Somente quem conhece a presença de Pachamama na tradição índia campesina boliviana, em especial no Altiplano andino, camponês e índio (quéchua e aimara) pode realmente avaliar a força da idéia de uma Madre-Tierra ou Pachamama. As imagens e os relevos da civilização Tiwanaku - 80 km de La Paz, em direção ao Titikaka - no Altiplano, expressam uma forte religiosidade em torna da figura da mãe da terra, protetora das crianças e misericordiosa interventora em prol dos índios. A apropriação, e reelaboração da tradição, na fala de Evo Morales, agora numa direção nitidamente política, exerce uma forte presença na definição de socialismo do MAS.
Evo fala em 500 anos de dominação e exploração da população indígena. Ao retornar a mitos fundadores - como Madre-Tierra - recupera a autonomia política e ideológica dos grupos subalternos, reelabora a questão ambiental com grande autonomia, mostrando um homem-natureza (em face de um homem-máquina do capitalismo) sob a proteção de Chachapuma, o guerreiro/leopardo, protetor dos animais e dos homens. Assim, o discurso político do MAS realimenta a grande religiosidade local - muitas vezes com Pachamama, la Madre-Tierra, surgindo sob o manto das diversas virgens locais, ao mesmo tempo que se auto-valida e justifica lançando raízes num solo cultural de mais de dois mil anos.
Da mesma forma, com raízes profundas na comunidade indígena, Evo Morales busca na comunidade aldeã - el ayllu -, de origem colla, pré-inca e pré-hispânica, as bases do socialismo do MAS. Na entrevista, no momento único em que se mostrou inflamado e visionário, Evo insistiu no caráter comunitário, solidário, da posse e uso da terras entre os campesinos tradicionais da Bolívia. Nestas bases, num coletivismo espontâneo e histórico dos povos indígenas, o MAS foi fundar seu socialismo, tendo como meta maior a superação de 500 anos de exploração.
Da mesma forma, o conjunto do discurso do MAS surge como um elogio às mulheres, uma massa onipresente na Bolívia, sempre laboriosas, em constante azáfama, carregando crianças, bolsas e embrulhos, reafirmando a presença de Pachamama. Assim, no pós-crise de 1989 (Muro de Berlim) e do socialismo real na Europa Centro-oriental, Evo (tal qual o comandante Chávez, na Venezuela, ou Marcos, em Chiapas) busca raízes próprias para o “seu” socialismo.
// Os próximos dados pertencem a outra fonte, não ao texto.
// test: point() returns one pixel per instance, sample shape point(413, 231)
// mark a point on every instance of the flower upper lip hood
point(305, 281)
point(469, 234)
No seu conjunto o MAS rejeita, ou é indiferente, ao “academicismo” político do socialismo europeu, abandonado à sua própria crise e parte para a busca nas “origens” indígenas de uma plataforma política renovada e libertadora.
Uma comparação entre Evo e Chaves é incontornável e esclarecedora, com programas que estabelecem objetivos quase idênticos e metas muito próximas. Contudo, Chaves - mesmo sendo tecnicamente cholo, mestiço - insiste nas origens européias, brancas, do seu socialismo: em longa entrevista Chaves respondeu sobre as bases do socialismo da Revolução Boliviariana citando de Jesus até Bolívar. Já Evo radicaliza o procedimento e busca na noite da história de Tiwanaku as origens legitimadoras do socialismo do MAS.
Um outro ingrediente de forte presença no Socialismo do MAS é o nacionalismo, fortemente boliviano e sul-americano. A presença protetora e maternal de Pachamama evolui, neste momento, para a figura guerreira de Chachapuma, podendo assumir um discurso guerreiro inflamado em face à Questão do Pacífico, à felonia chilena e, agora, com a parceria Chile/EUA, a ambição em controlar os hidrocarburos, a última riqueza da Bolívia.